Martijn van Dam had niet over pech te klagen in zijn partij tegen Bonne Faber. De partij ging een poos gelijk op, totdat Martijn foutief probeerde zijn d-pion op te spelen, waardoor hij deze verloor en Bonne z'n torens wist te verdubbelen via de c-lijn. Nu echter, na de torenverdubbeling langs de derde rij, maakte Bonne de tactische fout zijn torens te laten ruilen tegen de dame van Martijn. Hierdoor wist Martijn zijn torens te verdubbelen, eerst via de b=lijn en later op de achterste rij. Daar dreigde hij mat omdat Bonne's koning geen velden meer had. Maar Bonne stond nog wel een drietal pionnen voor, samen dus met dame tegen twee torens. Martijn zag eeuwig schaak aankomen en bood daarom remise. Na lang nadenken accepteerde Bonne het aanbod, bleek echter, na analyse thuis met het bekende monster, gewonnen te staan maar had daarbij wel het nodige denkwerk te verrichten.
Dat denkwerk werd ook gedaan door Jan van Baardwijk en Casper Verbeek. Laatstgenoemde blijkt de laatste weken goed in vorm te zijn, hoewel hij dat (nog?) niet in winstpartijen weet te tonen. Wel echter in het op afstand houden van zijn tegenstander en er dan op zeker moment een remise aan over te houden. Zo ook deze avond tegen Jan, die ook niet verder wist te komen dan een remise.
Leo Stelloo speelde een moeilijke partij tegen Reinier van der Wende en Leo kwam slechter te staan maar Reinier wist dat voordeel in eerste instantie niet verder in de stelling tot uitdrukking te brengen. Sterker nog, Leo wist hem onder druk te zetten, kwam echter wel in zijn bekende tijdnoodproblemen. Die leidden er tenslotte toe dat hij steeds moeilijker kwam te staan en tenslotte de partij nog op moest geven ook.

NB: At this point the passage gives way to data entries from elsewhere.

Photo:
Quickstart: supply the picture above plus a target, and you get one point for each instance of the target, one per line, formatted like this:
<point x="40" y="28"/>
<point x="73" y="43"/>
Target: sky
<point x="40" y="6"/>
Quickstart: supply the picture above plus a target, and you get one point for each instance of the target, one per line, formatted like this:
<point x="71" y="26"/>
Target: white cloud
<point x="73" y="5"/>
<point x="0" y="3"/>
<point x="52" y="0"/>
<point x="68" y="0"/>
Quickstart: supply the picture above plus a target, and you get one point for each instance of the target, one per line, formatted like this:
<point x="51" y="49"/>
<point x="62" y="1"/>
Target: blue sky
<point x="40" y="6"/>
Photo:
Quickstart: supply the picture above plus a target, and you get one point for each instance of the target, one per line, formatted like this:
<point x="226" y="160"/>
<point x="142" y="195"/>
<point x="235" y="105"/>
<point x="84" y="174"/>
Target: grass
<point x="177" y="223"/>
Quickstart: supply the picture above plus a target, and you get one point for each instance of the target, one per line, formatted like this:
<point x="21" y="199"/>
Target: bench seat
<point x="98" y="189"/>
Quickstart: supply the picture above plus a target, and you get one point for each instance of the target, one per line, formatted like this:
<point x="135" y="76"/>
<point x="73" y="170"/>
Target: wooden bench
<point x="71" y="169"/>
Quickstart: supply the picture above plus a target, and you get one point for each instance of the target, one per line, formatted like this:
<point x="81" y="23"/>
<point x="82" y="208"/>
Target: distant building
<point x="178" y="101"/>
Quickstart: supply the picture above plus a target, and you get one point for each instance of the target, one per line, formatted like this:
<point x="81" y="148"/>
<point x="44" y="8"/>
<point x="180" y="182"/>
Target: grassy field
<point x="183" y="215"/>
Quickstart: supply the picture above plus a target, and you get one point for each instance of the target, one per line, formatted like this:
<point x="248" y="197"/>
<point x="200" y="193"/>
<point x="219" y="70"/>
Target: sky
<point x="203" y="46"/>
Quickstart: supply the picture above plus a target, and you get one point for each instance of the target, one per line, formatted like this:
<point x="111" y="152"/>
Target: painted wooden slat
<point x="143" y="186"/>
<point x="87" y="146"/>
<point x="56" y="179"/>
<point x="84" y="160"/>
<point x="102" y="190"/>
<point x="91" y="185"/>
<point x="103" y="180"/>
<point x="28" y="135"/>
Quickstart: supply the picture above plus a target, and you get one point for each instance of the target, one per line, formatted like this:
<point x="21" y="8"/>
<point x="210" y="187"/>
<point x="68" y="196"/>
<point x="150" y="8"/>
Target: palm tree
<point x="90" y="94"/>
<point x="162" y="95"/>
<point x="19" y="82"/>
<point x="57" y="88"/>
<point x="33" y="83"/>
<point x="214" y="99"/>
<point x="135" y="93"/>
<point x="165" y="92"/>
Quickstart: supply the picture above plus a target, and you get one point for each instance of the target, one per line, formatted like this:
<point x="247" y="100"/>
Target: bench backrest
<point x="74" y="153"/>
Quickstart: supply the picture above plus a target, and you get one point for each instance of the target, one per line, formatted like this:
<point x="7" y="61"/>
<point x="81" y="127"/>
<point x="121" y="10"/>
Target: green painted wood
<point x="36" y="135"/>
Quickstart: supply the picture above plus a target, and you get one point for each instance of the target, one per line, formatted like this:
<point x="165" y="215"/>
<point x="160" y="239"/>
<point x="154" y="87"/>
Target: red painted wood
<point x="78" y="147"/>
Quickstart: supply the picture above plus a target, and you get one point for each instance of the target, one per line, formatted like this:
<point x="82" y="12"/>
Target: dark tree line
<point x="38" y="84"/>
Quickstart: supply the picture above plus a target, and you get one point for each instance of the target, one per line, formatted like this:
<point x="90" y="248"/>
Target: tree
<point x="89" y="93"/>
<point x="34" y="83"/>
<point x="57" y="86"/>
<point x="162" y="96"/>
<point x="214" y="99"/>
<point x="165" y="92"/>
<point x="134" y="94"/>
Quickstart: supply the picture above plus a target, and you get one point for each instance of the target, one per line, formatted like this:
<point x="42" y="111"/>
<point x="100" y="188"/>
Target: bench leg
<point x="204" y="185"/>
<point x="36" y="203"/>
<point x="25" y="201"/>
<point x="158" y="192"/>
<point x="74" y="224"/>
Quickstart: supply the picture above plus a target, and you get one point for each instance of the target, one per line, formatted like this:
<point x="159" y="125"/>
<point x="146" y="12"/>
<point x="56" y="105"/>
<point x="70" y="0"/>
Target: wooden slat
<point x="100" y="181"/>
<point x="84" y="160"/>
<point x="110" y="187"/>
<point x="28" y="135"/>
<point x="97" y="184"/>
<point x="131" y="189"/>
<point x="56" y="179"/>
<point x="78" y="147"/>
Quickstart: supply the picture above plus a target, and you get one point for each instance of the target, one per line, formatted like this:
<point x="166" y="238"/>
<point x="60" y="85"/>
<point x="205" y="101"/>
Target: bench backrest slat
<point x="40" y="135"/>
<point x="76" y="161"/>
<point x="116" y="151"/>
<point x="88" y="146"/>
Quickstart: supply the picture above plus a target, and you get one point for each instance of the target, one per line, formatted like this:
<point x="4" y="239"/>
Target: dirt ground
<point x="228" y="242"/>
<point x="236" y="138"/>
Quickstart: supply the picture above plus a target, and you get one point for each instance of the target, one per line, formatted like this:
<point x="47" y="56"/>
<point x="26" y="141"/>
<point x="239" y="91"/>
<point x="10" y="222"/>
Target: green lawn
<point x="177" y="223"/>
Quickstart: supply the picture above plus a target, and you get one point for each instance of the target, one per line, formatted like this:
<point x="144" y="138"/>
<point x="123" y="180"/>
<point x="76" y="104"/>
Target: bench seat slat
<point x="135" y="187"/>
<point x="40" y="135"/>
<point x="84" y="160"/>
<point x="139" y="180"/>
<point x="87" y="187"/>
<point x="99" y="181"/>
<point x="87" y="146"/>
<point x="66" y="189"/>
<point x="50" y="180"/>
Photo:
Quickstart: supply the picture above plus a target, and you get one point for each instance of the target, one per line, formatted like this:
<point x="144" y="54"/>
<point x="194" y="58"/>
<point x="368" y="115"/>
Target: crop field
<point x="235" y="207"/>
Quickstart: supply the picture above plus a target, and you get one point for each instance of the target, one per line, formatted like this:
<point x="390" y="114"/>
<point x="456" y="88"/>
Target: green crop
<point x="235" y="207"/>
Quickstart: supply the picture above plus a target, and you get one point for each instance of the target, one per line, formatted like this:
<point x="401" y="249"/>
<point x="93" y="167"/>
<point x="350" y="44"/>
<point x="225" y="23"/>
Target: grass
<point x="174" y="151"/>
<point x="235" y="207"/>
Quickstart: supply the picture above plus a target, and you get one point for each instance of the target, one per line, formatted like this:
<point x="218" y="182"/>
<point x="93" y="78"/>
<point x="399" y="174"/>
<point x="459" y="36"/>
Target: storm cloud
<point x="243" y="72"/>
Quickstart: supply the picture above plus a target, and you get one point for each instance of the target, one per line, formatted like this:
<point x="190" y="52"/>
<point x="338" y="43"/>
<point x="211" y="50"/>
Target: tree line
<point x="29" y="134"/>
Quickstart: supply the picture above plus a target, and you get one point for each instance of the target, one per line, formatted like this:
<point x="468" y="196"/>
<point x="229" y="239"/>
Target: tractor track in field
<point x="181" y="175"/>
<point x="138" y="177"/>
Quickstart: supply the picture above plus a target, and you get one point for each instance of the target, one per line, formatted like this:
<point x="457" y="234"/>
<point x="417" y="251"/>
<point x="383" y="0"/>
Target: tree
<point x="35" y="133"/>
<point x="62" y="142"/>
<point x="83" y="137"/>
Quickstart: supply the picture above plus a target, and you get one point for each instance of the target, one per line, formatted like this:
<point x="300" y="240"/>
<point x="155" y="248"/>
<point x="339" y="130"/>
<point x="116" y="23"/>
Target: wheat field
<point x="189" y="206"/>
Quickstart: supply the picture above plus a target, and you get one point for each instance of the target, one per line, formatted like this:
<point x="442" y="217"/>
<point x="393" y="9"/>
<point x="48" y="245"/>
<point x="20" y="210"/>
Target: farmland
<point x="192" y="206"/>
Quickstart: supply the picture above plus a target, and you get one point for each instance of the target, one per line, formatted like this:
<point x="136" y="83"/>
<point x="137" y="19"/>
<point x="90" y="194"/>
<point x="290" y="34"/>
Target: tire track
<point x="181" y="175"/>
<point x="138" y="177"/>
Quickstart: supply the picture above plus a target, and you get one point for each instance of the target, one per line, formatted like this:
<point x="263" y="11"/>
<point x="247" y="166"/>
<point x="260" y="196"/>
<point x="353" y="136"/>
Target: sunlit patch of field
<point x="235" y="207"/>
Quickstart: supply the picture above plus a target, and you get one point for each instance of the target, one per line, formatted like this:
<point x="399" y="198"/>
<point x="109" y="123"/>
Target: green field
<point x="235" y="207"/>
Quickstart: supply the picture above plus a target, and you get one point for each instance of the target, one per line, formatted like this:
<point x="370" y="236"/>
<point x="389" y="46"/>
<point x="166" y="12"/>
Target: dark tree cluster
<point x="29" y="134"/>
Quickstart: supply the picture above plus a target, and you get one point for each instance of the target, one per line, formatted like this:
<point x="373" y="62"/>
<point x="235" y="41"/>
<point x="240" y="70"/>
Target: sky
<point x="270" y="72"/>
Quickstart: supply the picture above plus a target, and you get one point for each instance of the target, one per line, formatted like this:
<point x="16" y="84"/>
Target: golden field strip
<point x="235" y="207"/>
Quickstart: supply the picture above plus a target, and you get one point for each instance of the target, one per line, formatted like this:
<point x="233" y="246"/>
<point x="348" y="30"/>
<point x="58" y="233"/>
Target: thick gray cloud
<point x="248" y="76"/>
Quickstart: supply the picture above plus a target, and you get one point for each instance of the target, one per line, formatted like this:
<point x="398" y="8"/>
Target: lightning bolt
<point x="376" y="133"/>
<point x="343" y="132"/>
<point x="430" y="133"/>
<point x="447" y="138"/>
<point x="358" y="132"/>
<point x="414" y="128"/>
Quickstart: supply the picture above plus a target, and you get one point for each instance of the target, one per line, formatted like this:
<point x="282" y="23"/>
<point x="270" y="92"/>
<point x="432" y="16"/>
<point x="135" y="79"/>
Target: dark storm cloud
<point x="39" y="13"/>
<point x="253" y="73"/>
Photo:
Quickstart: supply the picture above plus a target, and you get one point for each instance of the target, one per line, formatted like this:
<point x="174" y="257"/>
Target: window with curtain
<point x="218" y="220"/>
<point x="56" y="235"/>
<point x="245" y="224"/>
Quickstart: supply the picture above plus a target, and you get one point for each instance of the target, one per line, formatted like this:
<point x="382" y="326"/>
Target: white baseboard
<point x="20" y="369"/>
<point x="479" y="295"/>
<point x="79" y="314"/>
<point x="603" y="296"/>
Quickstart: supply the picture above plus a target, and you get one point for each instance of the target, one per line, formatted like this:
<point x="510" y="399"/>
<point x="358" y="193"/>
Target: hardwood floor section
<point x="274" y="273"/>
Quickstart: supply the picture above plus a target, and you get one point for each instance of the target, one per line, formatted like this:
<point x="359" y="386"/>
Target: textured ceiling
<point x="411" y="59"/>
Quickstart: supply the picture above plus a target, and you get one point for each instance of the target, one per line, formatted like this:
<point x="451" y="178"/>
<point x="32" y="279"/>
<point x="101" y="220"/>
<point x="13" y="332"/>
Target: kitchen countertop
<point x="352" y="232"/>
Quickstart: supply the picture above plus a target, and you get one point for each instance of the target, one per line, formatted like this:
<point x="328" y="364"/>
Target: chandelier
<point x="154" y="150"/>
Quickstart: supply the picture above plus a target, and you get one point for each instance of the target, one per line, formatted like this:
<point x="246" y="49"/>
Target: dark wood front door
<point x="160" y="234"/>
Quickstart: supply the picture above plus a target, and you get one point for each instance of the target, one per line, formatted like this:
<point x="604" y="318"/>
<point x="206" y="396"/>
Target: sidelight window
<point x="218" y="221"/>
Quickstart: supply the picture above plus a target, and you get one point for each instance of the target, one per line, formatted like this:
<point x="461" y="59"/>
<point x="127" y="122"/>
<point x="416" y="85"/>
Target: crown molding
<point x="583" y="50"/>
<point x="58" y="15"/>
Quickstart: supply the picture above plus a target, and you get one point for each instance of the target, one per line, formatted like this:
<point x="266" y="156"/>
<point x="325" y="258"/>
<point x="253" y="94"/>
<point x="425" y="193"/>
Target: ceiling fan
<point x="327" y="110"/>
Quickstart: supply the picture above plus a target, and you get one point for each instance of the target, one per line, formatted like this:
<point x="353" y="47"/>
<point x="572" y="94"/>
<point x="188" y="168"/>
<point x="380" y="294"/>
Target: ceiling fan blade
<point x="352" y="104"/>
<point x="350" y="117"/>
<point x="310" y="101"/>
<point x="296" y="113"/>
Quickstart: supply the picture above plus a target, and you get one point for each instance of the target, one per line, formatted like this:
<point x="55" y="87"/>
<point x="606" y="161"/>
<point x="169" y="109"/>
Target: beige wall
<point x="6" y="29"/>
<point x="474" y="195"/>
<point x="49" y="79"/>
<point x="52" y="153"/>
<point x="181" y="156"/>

Dan tenslotte nog Ronald van Velzen tegen Albert Schaefer, waarbij Ronald een goede partij wist te spelen en op partijwinst leek af te stevenen. Maar Albert wist tenslotte een vrijpion te creëren en daarmee tot en met de achterste rij te lopen. Dat kostte Ronald een toren en Albert kon, met nog een, zij het geringe, pionnenmeerderheid de partij voor zich opeisen.